On Day 2, preheat the oven to 80º C. Clean the pork belly of the spices. Cover the pork with a thin layer of lard and put it in a roasting pan. Put the meat in the oven and cook slowly for 12 hours.

Remove the brisket and place under pressure (i.e., under a cutting board) to compress it and put it in the refrigerator overnight.

On Day 3, score the rind of the pork belly and then slice it into oblong pieces. Sauté these pieces slowly in a little bit of oil over medium heat until they are crispy and warm at the edges.

sauce:

3 tbsp balsamic plum vinegar (or 3 tbsp "balsamic plum vinegar," i.e., 2 tbsp ume plum vinegar mixed with 1 tbsp balsamic vinegar)
1/2 rosemary branch
4 juniper berries
50 ml / 3 tbsp + 1 tsp apple juice
200 ml / 3/4 cup chicken stock, preferably homemade
100 ml / 1/3 cup+ weissbier or blanche

In a saucepan over medium-high heat, reduce the vinegar with the rosemary and the juniper berries for a couple of minutes. Add the apple juice, bring the mixture back to a boil, and reduce for another couple of minutes. Add the chicken stock and the weissbier and reduce the mixture down to half its original volume. Strain the sauce and season to taste.


marinated onions fig. d: marinated onions

beer-cured onions:

20 pearl onions, blanched then separated into shells
200 ml / 3/4 cup beer (use a good lager)
90 g / 1/2 cup honey
1 thyme branch
5 juniper berries
110 g / 3/4 cup balsamic apple vinegar (or 110 g "balsamic apple vinegar," i.e., apple vinegar mixed with balsamic vinegar in a 2:1 ratio)

Boil the beer, the honey, the thyme and the juniper berries together and reduce for 5 minutes. Take the marinade off the heat and add the balsamic apple vinegar or "balsamic apple vinegar." Pour the marinade over the onion skins and let them steep in the liquid for at least 30 minutes. Don't throw the thyme and juniper berries away--you'll want to decorate your plates with them.


potatoes fig. e: our potatoes as they went into the oven

crispy potato peels:

1 kg /2.2 lb small potatoes, scrubbed
oil for frying, such as grapeseed or peanut

Bake the potatoes in the oven at 160º C until they are just tender. Take them out of the oven, allow them to cool briefly, and cut them into halves.
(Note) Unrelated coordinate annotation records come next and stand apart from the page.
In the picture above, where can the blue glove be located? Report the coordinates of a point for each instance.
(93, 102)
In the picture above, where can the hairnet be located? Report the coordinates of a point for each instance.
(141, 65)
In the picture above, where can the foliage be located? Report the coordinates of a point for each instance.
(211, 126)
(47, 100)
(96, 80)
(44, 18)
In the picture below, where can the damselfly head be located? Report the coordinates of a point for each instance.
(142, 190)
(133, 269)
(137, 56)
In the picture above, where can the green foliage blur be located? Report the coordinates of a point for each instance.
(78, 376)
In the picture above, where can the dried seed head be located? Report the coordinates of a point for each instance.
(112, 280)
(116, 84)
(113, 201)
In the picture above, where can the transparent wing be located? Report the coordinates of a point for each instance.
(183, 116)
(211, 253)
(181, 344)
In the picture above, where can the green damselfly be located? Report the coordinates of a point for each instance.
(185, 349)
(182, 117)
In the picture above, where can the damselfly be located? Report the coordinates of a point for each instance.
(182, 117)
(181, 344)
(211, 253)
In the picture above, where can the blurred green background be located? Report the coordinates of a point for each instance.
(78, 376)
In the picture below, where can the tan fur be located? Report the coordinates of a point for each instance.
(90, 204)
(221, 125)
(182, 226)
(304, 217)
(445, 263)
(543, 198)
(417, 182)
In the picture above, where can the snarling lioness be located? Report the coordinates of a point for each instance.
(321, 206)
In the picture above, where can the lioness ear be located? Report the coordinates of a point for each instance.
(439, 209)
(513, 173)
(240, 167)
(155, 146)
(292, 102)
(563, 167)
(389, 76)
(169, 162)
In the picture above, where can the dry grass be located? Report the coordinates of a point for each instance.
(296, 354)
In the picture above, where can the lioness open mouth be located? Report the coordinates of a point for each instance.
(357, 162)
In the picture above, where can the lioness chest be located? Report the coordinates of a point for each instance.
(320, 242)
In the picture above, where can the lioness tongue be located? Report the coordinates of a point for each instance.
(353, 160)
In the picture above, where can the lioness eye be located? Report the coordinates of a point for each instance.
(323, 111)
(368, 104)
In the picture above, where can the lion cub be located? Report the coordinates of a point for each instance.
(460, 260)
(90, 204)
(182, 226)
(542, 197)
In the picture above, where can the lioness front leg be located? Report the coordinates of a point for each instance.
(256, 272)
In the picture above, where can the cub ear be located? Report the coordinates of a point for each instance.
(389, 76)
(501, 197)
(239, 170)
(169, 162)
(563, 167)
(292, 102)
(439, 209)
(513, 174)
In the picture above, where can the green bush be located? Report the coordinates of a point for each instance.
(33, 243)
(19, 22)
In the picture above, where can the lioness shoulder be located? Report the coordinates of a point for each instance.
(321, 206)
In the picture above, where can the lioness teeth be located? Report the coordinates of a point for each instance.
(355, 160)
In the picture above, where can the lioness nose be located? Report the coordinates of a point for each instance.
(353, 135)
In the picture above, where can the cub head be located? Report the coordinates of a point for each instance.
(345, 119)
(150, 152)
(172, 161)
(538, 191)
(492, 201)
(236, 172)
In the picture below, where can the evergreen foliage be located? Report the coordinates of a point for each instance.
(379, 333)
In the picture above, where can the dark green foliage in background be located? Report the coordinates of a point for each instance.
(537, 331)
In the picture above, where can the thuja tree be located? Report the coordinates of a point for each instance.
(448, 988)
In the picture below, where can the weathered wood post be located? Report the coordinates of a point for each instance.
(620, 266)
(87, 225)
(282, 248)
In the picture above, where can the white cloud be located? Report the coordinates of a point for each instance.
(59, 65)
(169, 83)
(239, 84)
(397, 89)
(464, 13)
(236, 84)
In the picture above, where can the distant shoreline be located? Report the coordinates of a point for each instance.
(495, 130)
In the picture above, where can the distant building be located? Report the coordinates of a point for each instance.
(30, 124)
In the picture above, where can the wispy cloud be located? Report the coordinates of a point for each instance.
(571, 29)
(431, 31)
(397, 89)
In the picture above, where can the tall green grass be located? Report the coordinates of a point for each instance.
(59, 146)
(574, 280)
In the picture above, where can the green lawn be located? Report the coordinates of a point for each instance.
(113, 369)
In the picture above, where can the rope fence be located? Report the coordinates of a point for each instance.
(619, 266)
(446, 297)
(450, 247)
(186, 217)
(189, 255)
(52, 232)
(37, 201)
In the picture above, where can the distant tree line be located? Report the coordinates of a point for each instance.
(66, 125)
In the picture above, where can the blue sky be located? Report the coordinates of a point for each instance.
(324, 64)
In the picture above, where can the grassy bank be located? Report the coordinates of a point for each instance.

Gently and carefully so as to preserve their shape, scoop the potato flesh out of the peels and save for another purpose (i.e., tomorrow morning's home fries). Take the peels and fry them in oil heated to 160º C until they are crispy. You may have to do this in multiple batches. Remove the peels from the oil and place them on paper towel to let them dry. Season with salt.

assembly:

Place one piece of pork belly on each plate and surround each piece with potato skins and onions. Garnish with juniper berries and thyme and/or rosemary and drizzle some sauce over the entire ensemble. Serve immediately.

Serves 4.

[recipe adapted from Noma: Nordic Cuisine]


The results were nothing if not spectacular, and several of the component parts were truly outstanding (the crème of egg yolks and the crispy potato skins, but especially the beer-cured onions), but there was one major problem: while the scallops were a total knockout, the pork belly hadn't quite worked out. The flavor was there in spades, there was nothing wrong with the approach, but for some reason the 12-hour extra slow & low roast had dried that poor pork belly out. So the pork, the star attraction, was okay, and we still enjoyed it--after three days, we kinda had to--but it was far from phenomenal, far from the succulent pork extravagance we were expecting. Longtime readers will know that we've had all kinds of success with roasting pork for eight-hour spells at a considerably higher temperature, so I think I'd just adjust the cooking time--no more than eight hours?--if I tried this recipe again, but let's not kid ourselves: we were a little disappointed.

Nevertheless, the next day the leftovers made for a pretty great sandwich consisting of pork belly, beer-cured onions, arugula, mayonnaise, and that special sauce in a hard roll. It looked something like this

pork belly 3 fig. f: pork belly sandwich

and it made for a fine sandwich. Michelle quipped that it looked like Nordic banh-mi, but I wasn't willing to go quite that far.

And while I was eating my pork belly sandwich the next day, I got the idea of using the same basic formula--that aromatic rub, those beer-cured onions--to prepare a dish that would cut down on my prep time considerably and that was guaranteed to turn out perfectly. I was pretty sure that you could use that basic formula to great effect with a pork roast or a pork tenderloin, but the fundamental idea behind Noma's dish had to do with working magic with a lowly cut of meat, so I went with a pork chop--a plain, old pork chop.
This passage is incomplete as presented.